Cristina Kirchner redobla la apuesta y le pide al oficialismo “repensar” la autonomía porteña

Fue luego del episodio de las vallas en inmediaciones de su casa en Recoleta; ante diputados y senadores del Frente de Todos, la vicepresidenta fustigó a la “policía política” de la ciudad de Buenos Aires; cargó especialmente contra Patricia Bullrich

En un encuentro pensado para mostrar unidad partidaria, la vicepresidenta Cristina Kirchner decidió redoblar la apuesta en su enfrentamiento con el jefe de Gobierno porteño, Horacio Rodríguez Larreta, y planteó la necesidad de “repensar” la autonomía de la Ciudad de Buenos Aires. “De repente, una policía política se ha apoderado de la seguridad de las calles. Esto debe ser replanteado”, advirtió.

“Deberíamos replantearnos el funcionamiento jurisdiccional, de cómo se debe ejercer la jurisdicción y cuál es el rol del Gobierno federal en una ciudad como esta, porque la Constitución no habla de autonomía, se habla de que se dicte un estatuto, y porque esta ciudad es la capital de todos los argentinos”, dijo la vicepresidenta en el tramo más contundente del discurso que brindó este martes ante un centenar de legisladores del Frente de Todos que se reunieron esta tarde en el Salón Azul del Congreso.

La autonomía porteña fue reconocida en la reforma Constitucional de 1994, pero fue una norma sancionada en 1995, la denominada Ley Cafiero, la que reglamentó los alcances del gobierno local y la preservación de los intereses de la Nación en su territorio. En esa norma, se estableció que la Capital Federal se regiría por un Estatuto.

Así, la vicepresidenta volvió a cargar contra el jefe de Gobierno porteño y su decisión de vallar la zona aledaña a la esquina de Juncal y Uruguay, del barrio de Recoleta, donde vive Cristina Kirchner y que fue escenario del enfrentamiento entre la Policía de la Ciudad y militantes kirchneristas en la tarde del sábado.

Las palabras de Cristina Kirchner sorprendieron a los más de cien legisladores oficialistas que en un gesto de unidad partidaria y de apoyo ante lo que consideran los embates de una justicia dominada por el macrismo que intenta proscribir y perseguir al peronismo, se reunieron esta tarde con Cristina Kirchner en el Salón Azul del Congreso en medio de la tensión política generada por los incidentes del fin de semana.

El encuentro duró cerca de una hora y concluyó con las palabras de Cristina Kirchner, quien en un discurso de algo más de 20 minutos volvió a hacer hincapié en el hecho de que las acusaciones judiciales que la tienen por blanco, como la del fiscal Diego Luciani en la causa Vialidad, tiene por objeto perseguir al peronismo y a los dirigentes sociales que defienden a los sectores populares.

La vicepresidenta también lanzó veladas críticas a la presidenta de Pro, Patricia Bullrich, quien fue una de las dirigentes de la oposición que con más fuerza cuestionó el accionar de Cristina Kirchner y de sus militantes, llegando incluso a criticar a Rodríguez Larreta por haber decidido levantar el operativo de seguridad que había montado en la zona.

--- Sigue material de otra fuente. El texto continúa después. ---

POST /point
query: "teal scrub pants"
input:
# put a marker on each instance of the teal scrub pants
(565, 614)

“Cuando uno ve los protagonistas de lo que pasó el pasado sábado es que se encuentra con los mismos yo casi los mismos protagonistas de lo que pasó en el 2001″, dijo Cristina Kirchner en el inicio de su alocución, antes de recordar que “lo que vimos todo el fin de semana, esa disputa de creer que la disputa es el apriete, fue la misma que lo llevó a un presidente en el 2001 a firmar un decreto de Estado de sitio”, agregó. Bullrich dijo esta noche en LN+ que se fue de ese gobierno un mes y medio antes de que renunciara De la Rúa.

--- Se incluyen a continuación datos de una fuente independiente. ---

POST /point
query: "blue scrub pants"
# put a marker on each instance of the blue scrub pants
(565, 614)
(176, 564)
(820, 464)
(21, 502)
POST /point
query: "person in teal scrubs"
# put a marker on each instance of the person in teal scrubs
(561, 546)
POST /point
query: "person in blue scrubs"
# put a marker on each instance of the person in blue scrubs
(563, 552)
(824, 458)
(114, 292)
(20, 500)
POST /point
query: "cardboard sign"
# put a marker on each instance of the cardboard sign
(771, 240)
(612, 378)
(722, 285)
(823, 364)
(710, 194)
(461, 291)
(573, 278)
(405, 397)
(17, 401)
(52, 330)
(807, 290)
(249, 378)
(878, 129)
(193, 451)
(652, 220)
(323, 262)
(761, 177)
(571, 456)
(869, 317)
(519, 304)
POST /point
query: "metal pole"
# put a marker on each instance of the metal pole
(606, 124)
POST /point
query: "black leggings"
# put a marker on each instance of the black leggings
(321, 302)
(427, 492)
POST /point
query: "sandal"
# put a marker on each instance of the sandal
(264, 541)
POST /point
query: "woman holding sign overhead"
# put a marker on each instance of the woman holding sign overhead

En ese sentido, la vicepresidente aludió de manera más directa al recordar que en el gobierno de De la Rúa había “un grupo que tenía el nombre de una comida, del Sushi, que lo integraban los hijos del expresidente, de una ministra que ahora es la presidente del Pro; bueno, fue el que lo impulsó a firmar ese decreto de necesidad y urgencia para que diera muestras de autoridad y no quedara como un pusilánime”, agregó.